Meg Whitman, Hewlett-Packard's (HPQ) new CEO, will be paid $1 a year and receive a nonqualified option to purchase 1,900,000 shares of HP common stock. Her predecessor, Léo Apotheker, will walk away with get $7.2 million severance, a $2.4 million bonus and various stock options, which could take that figure much higher. Whitman joins a list of public company CEOs who have worked for $1, plus options or other incentives. Those pay packages often accompany solid results.
The most famous $1 CEO was Steve Jobs, who recently stepped down from that post as he continues to struggle with his health. Jobs also owns about 5.5 million Apple shares, so his incentive was fairly clear. He has made the most of that by leading Apple to spectacular success.
Car company CEO Lee Iacocca said he would work for $1 in 1978 when the company he helmed, Chrysler, had to borrow money from the U.S. The tiny cash compensation did not keep him from turning around the manufacturer, which is matched only by Ford's (F) turnaround three years ago.
Oddly enough, Ford CEO Alan Mulally said he would work for $1 in 2008 if his company had to take any government bailout money. It did not, but the gesture got Ford some goodwill, and Mulally saved the number one U.S. car company from the Chapter 11 fate that General Motors (GM) and Chrysler could not avoid.

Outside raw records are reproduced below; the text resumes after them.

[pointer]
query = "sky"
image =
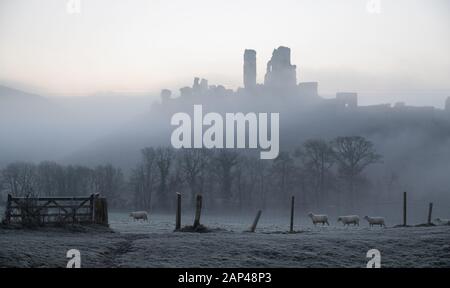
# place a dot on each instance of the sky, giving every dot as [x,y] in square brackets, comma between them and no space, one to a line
[139,46]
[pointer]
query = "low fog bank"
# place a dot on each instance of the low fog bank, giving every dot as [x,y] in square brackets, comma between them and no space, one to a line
[414,146]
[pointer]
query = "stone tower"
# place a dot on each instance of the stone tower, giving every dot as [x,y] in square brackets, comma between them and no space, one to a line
[280,72]
[249,69]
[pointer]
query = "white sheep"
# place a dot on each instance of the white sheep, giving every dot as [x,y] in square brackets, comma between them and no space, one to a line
[375,221]
[441,221]
[319,218]
[139,215]
[350,219]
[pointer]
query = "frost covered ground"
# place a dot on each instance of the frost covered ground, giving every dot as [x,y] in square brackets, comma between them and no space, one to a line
[154,244]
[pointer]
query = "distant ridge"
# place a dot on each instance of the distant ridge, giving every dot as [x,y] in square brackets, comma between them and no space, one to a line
[11,93]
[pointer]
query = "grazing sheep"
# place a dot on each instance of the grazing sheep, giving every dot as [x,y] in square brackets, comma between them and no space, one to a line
[350,219]
[440,221]
[319,219]
[139,215]
[375,221]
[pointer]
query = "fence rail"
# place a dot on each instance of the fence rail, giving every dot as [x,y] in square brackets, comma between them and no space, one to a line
[56,210]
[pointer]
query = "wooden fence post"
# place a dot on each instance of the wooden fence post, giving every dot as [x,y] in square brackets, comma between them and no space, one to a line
[404,208]
[92,204]
[430,211]
[198,211]
[8,209]
[178,215]
[255,222]
[292,214]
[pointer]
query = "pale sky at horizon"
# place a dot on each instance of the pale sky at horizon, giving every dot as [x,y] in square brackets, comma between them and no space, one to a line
[147,45]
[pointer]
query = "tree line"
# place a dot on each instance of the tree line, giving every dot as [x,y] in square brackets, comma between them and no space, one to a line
[319,173]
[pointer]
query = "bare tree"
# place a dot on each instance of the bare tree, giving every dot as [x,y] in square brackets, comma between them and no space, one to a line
[164,157]
[20,179]
[353,155]
[109,182]
[283,173]
[317,157]
[193,164]
[224,162]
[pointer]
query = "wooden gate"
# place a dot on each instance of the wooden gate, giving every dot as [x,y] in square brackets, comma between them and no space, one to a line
[56,210]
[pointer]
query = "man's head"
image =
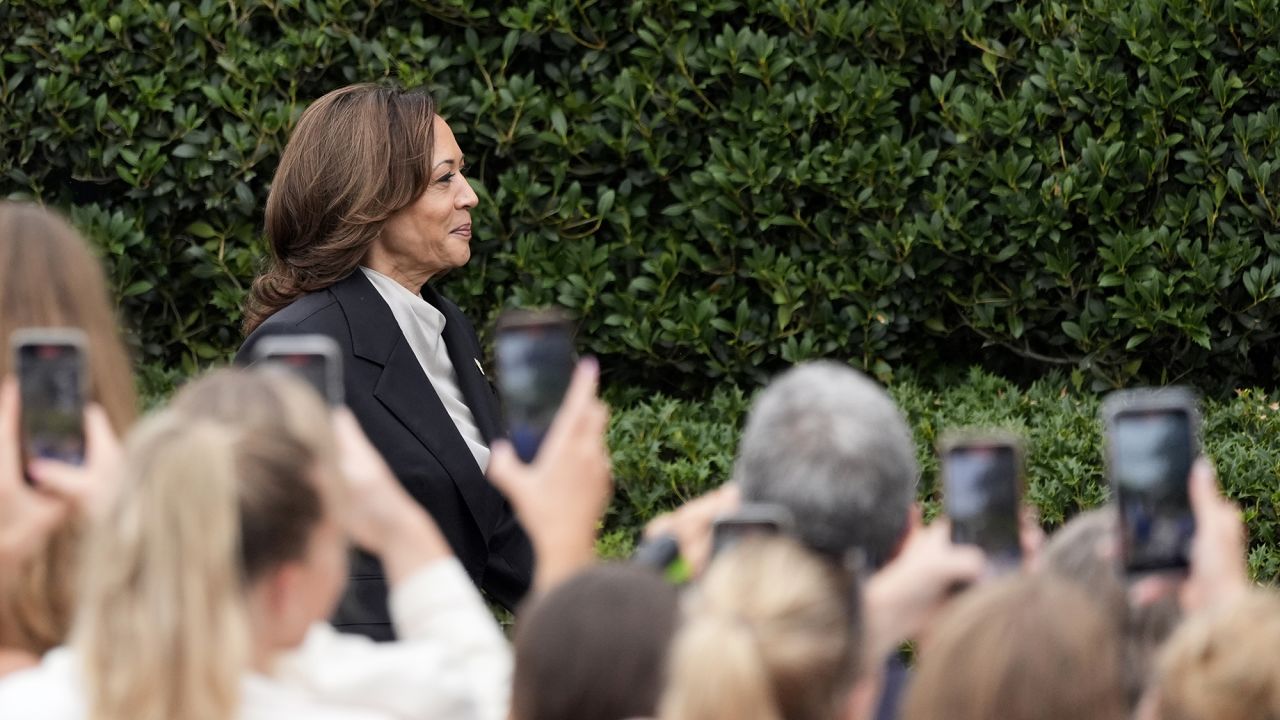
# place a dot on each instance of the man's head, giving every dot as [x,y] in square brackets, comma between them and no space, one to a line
[830,445]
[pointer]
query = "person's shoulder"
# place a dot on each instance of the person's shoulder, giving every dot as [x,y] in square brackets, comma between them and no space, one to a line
[306,310]
[265,698]
[312,313]
[49,691]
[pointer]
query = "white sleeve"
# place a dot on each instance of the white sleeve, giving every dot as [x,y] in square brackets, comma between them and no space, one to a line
[451,659]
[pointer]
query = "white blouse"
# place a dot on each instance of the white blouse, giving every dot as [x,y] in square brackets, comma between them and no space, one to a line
[423,327]
[452,661]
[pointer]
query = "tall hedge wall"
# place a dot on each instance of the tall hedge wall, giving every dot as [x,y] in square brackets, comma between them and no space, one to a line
[717,186]
[667,450]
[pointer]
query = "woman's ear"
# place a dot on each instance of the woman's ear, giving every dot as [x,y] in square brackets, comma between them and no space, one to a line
[279,606]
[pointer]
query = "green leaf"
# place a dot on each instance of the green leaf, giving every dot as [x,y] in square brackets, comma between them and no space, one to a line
[201,228]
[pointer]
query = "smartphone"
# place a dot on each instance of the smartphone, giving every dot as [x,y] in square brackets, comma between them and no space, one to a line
[982,487]
[1152,437]
[535,356]
[746,522]
[53,378]
[314,358]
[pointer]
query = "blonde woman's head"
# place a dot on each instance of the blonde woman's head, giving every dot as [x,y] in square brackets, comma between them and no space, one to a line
[49,277]
[1027,647]
[1221,665]
[772,632]
[219,550]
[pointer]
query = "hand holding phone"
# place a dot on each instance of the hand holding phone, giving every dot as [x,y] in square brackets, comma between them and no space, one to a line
[982,477]
[535,363]
[53,379]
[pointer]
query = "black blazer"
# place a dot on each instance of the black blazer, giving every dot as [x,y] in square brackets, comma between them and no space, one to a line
[402,414]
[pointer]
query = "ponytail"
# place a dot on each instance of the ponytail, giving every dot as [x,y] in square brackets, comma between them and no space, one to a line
[718,671]
[163,628]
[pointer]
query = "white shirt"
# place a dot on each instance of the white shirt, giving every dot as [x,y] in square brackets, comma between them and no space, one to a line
[452,661]
[423,327]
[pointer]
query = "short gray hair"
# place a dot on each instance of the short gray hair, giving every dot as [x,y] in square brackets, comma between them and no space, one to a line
[830,445]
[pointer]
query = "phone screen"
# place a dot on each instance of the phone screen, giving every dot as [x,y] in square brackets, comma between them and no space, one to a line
[51,377]
[535,363]
[1151,460]
[981,492]
[310,367]
[730,532]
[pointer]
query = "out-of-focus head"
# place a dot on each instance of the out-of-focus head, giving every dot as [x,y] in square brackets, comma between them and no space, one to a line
[357,156]
[1027,647]
[263,397]
[1087,551]
[222,540]
[594,647]
[828,443]
[50,278]
[1221,665]
[771,632]
[272,401]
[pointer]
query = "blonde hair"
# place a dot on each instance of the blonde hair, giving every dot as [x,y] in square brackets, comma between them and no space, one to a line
[50,278]
[1223,665]
[206,507]
[1020,648]
[771,633]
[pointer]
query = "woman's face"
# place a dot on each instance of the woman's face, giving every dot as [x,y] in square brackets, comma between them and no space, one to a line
[434,233]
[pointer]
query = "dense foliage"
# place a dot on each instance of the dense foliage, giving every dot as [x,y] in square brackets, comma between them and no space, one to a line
[668,450]
[716,186]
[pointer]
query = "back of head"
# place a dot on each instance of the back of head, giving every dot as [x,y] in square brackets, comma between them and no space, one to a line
[594,647]
[830,445]
[254,397]
[204,509]
[50,278]
[1027,647]
[1087,551]
[357,155]
[772,632]
[1223,665]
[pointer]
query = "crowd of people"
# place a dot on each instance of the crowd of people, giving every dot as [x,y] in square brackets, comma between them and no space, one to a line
[196,565]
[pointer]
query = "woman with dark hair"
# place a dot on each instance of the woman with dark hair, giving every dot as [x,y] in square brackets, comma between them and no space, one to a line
[368,205]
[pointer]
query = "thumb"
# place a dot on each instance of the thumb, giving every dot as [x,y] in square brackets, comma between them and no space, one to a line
[67,482]
[503,466]
[1203,486]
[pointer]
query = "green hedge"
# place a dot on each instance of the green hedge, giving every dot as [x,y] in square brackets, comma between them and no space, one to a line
[666,451]
[717,186]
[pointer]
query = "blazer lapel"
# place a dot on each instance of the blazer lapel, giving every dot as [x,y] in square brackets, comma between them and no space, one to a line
[464,347]
[403,388]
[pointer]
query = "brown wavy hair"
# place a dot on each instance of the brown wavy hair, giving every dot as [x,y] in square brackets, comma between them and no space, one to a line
[357,156]
[50,278]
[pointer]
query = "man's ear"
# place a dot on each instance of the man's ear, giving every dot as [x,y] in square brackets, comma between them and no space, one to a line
[914,522]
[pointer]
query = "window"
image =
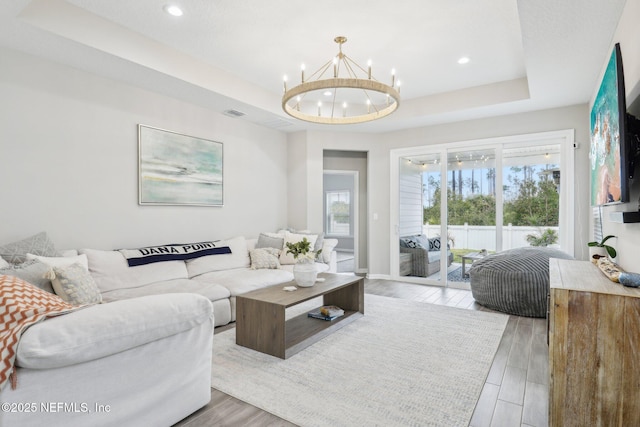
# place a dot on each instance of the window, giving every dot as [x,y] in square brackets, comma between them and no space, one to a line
[338,216]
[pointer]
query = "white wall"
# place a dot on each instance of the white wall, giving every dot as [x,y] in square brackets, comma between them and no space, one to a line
[627,243]
[69,162]
[379,146]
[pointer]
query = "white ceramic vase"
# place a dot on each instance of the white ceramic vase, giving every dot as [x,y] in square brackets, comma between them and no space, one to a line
[305,273]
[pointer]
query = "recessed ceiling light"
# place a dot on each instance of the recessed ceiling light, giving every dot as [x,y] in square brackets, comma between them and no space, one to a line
[173,10]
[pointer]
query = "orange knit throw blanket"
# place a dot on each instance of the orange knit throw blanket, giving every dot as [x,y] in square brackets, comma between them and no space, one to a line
[21,305]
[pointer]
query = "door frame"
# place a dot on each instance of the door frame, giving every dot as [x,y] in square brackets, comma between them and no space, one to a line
[356,211]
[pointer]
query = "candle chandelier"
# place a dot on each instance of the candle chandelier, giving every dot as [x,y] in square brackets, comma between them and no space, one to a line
[341,92]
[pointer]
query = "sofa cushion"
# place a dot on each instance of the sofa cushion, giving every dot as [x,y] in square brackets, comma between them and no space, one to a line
[210,290]
[320,266]
[111,271]
[75,285]
[106,329]
[61,261]
[241,280]
[238,258]
[270,240]
[264,258]
[38,244]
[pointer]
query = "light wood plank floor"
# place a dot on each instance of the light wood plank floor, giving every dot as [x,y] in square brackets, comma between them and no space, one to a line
[515,393]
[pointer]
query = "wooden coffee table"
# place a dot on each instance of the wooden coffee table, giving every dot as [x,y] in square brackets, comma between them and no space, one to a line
[260,314]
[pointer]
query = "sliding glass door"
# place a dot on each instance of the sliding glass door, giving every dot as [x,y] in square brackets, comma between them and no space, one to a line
[471,209]
[498,195]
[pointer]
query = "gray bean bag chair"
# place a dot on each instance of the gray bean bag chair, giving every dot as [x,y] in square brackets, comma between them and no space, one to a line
[515,281]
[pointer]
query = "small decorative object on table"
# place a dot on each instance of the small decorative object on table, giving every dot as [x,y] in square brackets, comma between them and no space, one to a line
[598,250]
[304,271]
[610,269]
[327,312]
[631,280]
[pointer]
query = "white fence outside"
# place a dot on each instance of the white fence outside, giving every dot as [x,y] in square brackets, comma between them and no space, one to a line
[484,237]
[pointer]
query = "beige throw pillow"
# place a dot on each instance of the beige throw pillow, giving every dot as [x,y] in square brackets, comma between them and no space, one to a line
[264,258]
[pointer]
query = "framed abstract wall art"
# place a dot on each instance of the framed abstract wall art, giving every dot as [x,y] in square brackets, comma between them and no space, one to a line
[177,169]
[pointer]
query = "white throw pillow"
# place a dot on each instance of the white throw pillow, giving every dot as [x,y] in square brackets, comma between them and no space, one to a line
[289,237]
[75,285]
[238,258]
[62,261]
[264,258]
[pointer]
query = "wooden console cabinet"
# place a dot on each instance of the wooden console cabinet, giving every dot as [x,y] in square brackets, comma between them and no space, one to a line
[594,348]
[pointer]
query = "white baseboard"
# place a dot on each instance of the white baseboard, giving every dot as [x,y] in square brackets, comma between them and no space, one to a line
[379,276]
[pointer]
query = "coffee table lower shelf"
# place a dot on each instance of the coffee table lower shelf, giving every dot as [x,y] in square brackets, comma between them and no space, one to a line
[261,322]
[302,330]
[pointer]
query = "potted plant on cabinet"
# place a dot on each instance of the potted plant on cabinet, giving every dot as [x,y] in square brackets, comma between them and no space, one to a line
[304,271]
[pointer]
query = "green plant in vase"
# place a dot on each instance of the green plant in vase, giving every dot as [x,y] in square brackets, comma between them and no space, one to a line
[610,250]
[301,251]
[304,271]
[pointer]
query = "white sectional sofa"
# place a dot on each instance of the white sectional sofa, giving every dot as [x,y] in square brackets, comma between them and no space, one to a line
[143,356]
[144,361]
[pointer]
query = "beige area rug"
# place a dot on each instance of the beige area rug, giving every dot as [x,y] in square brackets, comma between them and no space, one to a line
[404,363]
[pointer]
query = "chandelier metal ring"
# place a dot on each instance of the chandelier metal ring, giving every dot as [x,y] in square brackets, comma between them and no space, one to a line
[338,115]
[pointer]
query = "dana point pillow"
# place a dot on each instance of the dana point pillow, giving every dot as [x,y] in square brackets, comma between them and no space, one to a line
[38,244]
[174,252]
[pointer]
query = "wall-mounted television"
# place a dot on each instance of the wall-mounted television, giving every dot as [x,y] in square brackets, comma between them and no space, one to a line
[614,138]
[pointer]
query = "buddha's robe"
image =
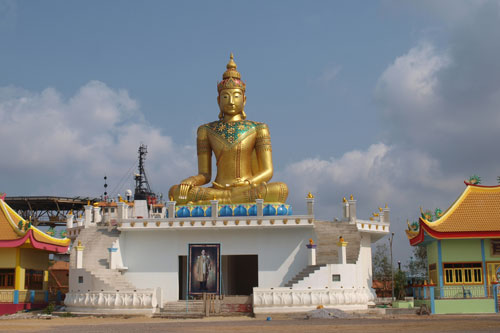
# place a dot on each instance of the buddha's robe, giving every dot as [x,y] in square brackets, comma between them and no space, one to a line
[242,151]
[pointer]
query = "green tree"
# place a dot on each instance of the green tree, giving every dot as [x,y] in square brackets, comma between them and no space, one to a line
[400,282]
[381,263]
[417,267]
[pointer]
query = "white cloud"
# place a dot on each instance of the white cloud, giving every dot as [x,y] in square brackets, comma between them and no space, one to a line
[55,146]
[408,86]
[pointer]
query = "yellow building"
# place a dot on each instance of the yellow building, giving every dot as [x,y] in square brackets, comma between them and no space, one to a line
[24,261]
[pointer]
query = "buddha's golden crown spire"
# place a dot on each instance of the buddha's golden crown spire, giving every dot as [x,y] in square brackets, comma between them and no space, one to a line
[231,77]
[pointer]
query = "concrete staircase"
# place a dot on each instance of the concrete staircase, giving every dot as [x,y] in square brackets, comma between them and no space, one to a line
[328,234]
[96,241]
[303,274]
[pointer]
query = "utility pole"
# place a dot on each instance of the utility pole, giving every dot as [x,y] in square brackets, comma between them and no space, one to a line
[392,267]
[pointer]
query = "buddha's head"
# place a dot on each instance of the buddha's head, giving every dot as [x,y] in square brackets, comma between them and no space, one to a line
[231,98]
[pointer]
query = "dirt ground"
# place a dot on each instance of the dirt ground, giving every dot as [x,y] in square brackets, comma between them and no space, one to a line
[408,323]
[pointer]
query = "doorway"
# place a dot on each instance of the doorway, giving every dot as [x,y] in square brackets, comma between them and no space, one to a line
[239,275]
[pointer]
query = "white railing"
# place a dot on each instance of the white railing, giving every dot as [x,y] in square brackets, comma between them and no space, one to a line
[104,301]
[218,222]
[287,299]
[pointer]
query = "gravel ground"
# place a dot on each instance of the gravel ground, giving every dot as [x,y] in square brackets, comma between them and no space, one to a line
[408,323]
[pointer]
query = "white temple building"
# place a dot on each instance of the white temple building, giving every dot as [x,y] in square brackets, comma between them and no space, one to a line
[134,258]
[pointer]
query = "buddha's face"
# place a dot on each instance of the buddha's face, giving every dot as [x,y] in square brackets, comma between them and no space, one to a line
[231,101]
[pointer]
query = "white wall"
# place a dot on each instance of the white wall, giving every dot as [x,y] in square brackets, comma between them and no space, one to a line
[152,256]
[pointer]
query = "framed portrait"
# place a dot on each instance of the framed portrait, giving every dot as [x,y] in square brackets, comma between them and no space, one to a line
[204,269]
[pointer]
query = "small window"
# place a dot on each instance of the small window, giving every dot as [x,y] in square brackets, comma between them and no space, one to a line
[7,277]
[33,280]
[463,273]
[495,247]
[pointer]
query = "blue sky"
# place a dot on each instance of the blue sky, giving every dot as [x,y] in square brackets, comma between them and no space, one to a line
[394,101]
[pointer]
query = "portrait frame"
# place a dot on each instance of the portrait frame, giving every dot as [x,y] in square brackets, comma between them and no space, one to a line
[203,269]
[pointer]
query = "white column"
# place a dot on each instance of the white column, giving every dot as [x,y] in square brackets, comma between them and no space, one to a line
[215,207]
[88,215]
[310,206]
[312,254]
[352,210]
[121,209]
[342,251]
[79,221]
[79,255]
[69,220]
[171,209]
[345,209]
[112,257]
[386,211]
[260,207]
[97,214]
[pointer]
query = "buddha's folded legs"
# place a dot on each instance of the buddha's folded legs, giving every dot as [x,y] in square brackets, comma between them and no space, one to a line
[272,192]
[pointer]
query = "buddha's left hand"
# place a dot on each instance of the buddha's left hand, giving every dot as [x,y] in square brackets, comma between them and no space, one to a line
[241,182]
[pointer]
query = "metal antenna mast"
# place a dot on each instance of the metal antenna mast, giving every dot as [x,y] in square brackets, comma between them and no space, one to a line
[142,188]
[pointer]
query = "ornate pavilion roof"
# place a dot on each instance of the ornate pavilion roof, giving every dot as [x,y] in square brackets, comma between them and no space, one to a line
[475,214]
[15,231]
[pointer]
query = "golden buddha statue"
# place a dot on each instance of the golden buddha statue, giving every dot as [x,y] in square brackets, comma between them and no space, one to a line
[242,150]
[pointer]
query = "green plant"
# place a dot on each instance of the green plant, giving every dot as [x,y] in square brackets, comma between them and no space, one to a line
[50,308]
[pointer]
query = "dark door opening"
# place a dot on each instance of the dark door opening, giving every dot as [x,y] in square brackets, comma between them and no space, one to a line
[239,274]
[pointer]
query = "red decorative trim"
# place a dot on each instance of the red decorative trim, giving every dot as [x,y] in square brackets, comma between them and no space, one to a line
[477,185]
[35,243]
[459,234]
[453,235]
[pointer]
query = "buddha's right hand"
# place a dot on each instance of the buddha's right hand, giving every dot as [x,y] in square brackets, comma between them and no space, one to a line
[183,190]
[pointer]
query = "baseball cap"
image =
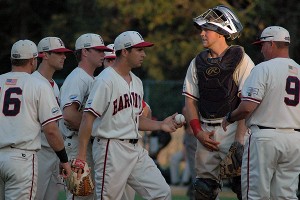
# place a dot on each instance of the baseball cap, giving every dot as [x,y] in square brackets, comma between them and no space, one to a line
[274,33]
[110,54]
[130,39]
[52,44]
[24,49]
[91,40]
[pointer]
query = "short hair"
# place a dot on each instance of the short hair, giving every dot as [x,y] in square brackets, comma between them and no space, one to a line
[19,62]
[118,53]
[281,45]
[78,54]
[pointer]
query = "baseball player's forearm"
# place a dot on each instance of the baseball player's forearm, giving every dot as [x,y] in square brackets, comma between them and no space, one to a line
[243,111]
[146,124]
[240,131]
[84,133]
[53,135]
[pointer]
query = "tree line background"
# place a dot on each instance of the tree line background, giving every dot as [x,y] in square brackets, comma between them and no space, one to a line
[166,23]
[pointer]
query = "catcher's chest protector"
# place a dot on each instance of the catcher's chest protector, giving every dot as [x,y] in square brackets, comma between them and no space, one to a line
[217,89]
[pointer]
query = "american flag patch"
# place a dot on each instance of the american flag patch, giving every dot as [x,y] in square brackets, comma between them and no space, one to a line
[11,81]
[293,70]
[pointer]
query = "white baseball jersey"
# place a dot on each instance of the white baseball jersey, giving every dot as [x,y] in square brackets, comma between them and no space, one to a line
[274,85]
[271,161]
[56,94]
[115,103]
[190,86]
[75,89]
[27,103]
[48,162]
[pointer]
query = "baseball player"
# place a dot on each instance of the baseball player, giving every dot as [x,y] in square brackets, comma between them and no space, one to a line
[271,161]
[113,116]
[109,60]
[89,51]
[27,106]
[212,85]
[52,51]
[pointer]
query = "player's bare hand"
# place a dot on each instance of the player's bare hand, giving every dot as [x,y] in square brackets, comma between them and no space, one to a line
[225,123]
[65,169]
[206,140]
[77,166]
[169,124]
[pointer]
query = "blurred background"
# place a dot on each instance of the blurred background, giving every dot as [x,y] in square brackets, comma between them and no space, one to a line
[166,23]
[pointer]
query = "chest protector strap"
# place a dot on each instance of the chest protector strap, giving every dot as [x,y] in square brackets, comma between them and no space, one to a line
[217,89]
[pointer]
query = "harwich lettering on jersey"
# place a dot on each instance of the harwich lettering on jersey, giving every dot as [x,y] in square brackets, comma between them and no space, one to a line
[126,101]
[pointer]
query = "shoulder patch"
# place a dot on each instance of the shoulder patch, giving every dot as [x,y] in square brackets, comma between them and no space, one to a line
[73,96]
[55,110]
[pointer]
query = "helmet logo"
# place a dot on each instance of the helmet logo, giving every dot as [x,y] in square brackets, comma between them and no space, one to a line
[213,71]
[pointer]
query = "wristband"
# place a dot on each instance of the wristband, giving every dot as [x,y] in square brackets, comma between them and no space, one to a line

Another successful CEO who worked for $1 was Eric Schmidt of Google (GOOG), who, along with founders Sergey Brin and Larry Page, took the tiny pack packages in 2005. Brin and Page are billionaires because of Google's success, and Schmidt, who was recently replaced by Page as CEO, is fabulously wealthy.
Meg Whitman certainly won't be pinching pennies with the $1 salary. She made hundreds of millions of dollars when she was CEO of eBay (EBAY). But she spent tens of millions of dollars of that on her failed campaign to become California's governor. If she does a good job at HP, she may earn enough to replace all of that.